Mulch the base of your swale. You could use pruned branches, straw or any other mulching material. This will help slow evaporation of moisture from the swale when it is full. Mulch the berm as well to prevent erosion, supply your plants with nutrients and keep weed species in check.

45 Responses

  1. This image in no way resembles a typical swale. This is more a canal or at best a chinampa. Don’t worry, you don’t need to put something this ridiculously deep on your land to slow the rainwater runoff. Lol

  2. I guess there were no stock photos of swales available …
    Loved this article, great explanation. Dumb question: I got everything except for “Mulch the base of your swale.” I assumed that meant to put mulch on the side where the berm is, but then a couple sentences later it says to mulch the berm too. Could anyone tell me which part is considered the base to mulch here? Thanks!

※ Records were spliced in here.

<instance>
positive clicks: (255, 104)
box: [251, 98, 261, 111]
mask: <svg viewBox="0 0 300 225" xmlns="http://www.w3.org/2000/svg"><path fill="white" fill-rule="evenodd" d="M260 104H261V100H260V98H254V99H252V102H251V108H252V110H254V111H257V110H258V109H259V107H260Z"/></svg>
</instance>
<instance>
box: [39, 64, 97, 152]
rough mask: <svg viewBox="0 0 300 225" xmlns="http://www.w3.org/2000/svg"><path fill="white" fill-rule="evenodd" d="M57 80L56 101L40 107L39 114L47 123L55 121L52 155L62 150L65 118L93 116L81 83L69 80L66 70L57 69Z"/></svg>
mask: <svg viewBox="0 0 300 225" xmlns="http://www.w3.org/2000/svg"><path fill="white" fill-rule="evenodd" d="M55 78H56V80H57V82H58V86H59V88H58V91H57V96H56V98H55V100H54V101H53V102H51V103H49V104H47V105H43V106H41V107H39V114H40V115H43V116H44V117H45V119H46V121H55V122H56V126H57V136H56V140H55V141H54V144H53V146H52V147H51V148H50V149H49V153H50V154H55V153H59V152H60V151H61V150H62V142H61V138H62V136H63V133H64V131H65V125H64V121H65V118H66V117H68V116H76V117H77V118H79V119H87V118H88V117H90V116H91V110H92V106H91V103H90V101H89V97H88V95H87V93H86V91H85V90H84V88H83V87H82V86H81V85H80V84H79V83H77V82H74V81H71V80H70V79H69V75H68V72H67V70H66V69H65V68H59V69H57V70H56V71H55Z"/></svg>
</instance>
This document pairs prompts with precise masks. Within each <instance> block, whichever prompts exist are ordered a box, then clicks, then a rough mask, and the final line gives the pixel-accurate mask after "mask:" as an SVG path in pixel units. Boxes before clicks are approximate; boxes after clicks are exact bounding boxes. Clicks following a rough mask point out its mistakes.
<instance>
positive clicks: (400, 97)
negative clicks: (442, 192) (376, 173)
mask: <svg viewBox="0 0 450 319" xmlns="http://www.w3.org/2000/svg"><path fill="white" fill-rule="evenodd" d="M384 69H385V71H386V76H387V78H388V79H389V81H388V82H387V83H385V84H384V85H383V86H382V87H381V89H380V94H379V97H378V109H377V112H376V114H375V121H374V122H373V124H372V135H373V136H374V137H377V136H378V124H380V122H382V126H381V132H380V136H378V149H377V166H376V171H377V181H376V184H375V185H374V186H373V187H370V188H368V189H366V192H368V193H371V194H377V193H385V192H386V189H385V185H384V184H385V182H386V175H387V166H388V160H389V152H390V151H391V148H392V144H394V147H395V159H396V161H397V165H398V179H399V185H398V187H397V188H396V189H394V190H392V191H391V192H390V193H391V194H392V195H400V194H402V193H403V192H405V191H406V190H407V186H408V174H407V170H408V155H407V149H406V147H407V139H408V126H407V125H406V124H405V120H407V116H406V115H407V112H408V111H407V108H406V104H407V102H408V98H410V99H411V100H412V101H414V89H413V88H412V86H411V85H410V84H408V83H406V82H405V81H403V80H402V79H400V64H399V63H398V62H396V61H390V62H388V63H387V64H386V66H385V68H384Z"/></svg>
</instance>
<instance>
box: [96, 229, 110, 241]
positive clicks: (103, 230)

  3. Don’t you think maybe the cons out weigh the pros on putting standing water ditches around your property ? One of the biggest problems is the mosquito with it’s diseases . Stagnant water is another problem with standing water ditches . The Swale (standing water ditch) has proven to be a health hazard in lots of cases . Even the rice field canals in Louisiana where possible have been replaced with pipe to prevent the inherent problems with open standing water ditches (Swale).

  4. I like the ideas in permaculture and I am trying to incorporate them into my landscape but a lot of the implementations in the literature do not lend themselves to a place that averages 7″ of rain a year (we got 6″ this year).

  5. Joris Earl Gates the permaculture practice with mosquito’s would be to draw in birds and or raise fish to eliminate problems with infestations. Save the earth dig a swale.

  6. Inaccurate headline. Mr. Harrington piped small, seasonal streams into his own pond system. The water running through his property was used by others downstream as well. He had many opportunities to correct the issue but chose to “take” a resource that wasn’t his. His actions affected the web of life that depended on that water. He defied the law even when he was given many “outs”.

  7. The kind of swale shown in this picture can be environmentally damaging by lowering the local water table and draining wetlands. They are also illegal to construct in some states if they are not done according to local/state laws governing water management structures (which this is) and have undergone appropriate permitting and review so that they are not causing ecological damage. A great example of a well-meaning idea that has not been thought through.

  8. Lonnie, the image you posted is no more a swale than the other picture. (Which they are both examples of swales) Your example is still just a “fancy” drainage ditch… Here is an early picture of a bioswale we’ve been working on in my college’s learning garden. We’ve inoculated the log “walls” with king stropharia mycelium to help leech excess nutrients before they can be introduced to our two creeks that border the garden. Our bioswale (Which is full of native species) terminates in a large rain garden to further help breakdown leechate into less harmful biproducts.

  9. Swales are designed to assist with water infiltration. If built correctly you should not have long term standing water…if you do, you have built yourself a sealed pond. The life cycle of mosquito breeding cannot be supported by the short amount of time that water would fill your swale.